Find space to stretch. Sometimes that means getting to the airport early to do some hamstring and neck stretches. Many stretches can be done sitting right in a chair in your terminal (like seated piriformis) without taking up much space. When driving, make sure to take advantage of rest areas. Getting out of the car to take a quick walk and stretch can make a big difference, even if you feel like it hasn’t been that long.
Stay hydrated. This is a mistake that many people make, it’s important to stay hydrated when travelling to avoid muscle cramping and tightness and tension. That can mean more bathroom breaks, but it’s worth it to feel great when you arrive at your destination. Bring a reusable water bottle with you (empty until you get through TSA) and you can fill it wherever you go.
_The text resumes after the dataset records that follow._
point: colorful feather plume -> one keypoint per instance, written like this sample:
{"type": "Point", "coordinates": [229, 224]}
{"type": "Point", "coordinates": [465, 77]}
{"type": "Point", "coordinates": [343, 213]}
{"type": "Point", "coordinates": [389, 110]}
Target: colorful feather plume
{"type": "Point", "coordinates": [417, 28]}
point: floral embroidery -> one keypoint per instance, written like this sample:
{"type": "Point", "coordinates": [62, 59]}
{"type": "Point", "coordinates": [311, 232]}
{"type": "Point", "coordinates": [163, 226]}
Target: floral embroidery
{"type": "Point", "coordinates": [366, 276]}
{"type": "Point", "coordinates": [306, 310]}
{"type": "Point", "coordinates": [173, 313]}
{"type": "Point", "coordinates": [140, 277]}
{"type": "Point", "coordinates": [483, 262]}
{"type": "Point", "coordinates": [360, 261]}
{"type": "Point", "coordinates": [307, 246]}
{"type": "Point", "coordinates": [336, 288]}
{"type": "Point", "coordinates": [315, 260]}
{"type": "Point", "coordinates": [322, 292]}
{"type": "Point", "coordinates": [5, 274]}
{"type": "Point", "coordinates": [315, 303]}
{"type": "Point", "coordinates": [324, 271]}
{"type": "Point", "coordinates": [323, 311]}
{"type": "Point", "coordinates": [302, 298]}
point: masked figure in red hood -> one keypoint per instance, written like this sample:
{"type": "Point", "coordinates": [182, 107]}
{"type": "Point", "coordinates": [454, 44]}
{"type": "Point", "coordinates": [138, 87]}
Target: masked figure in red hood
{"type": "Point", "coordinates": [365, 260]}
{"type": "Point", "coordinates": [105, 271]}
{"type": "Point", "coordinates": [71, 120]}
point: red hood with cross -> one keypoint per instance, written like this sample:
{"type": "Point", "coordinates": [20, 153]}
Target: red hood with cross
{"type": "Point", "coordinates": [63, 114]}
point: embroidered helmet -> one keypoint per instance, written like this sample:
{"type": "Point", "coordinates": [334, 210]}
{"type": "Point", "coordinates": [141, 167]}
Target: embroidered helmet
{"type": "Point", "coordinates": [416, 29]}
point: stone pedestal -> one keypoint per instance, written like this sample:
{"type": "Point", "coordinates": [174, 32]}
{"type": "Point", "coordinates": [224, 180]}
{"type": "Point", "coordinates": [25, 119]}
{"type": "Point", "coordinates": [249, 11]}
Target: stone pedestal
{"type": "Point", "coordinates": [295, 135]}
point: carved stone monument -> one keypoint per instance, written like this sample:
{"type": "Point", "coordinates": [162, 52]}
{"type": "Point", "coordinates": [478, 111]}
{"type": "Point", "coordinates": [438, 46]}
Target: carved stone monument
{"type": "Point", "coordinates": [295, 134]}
Keep up with your routine. Routines tend to fall to the wayside when we are out of our normal space. Keeping up with stretches and exercises when travelling can make a big difference, even if it’s just a few minutes a day. Try taking advantage of your hotel’s gym or pool. Or just do some laps around the new neighborhood you’re staying in. Continuing with your Active Care stretches and exercises while you are away should be fairly easy as many of them do not require any tools. Also, many hotels now have foam rollers upon request J
Wherever you are travelling to, we hope you have a wonderful time! Be sure to make an appointment for when you return to make sure everything is an alignment and working how it’s supposed to. And to work out those kinks from hanging out on the beach!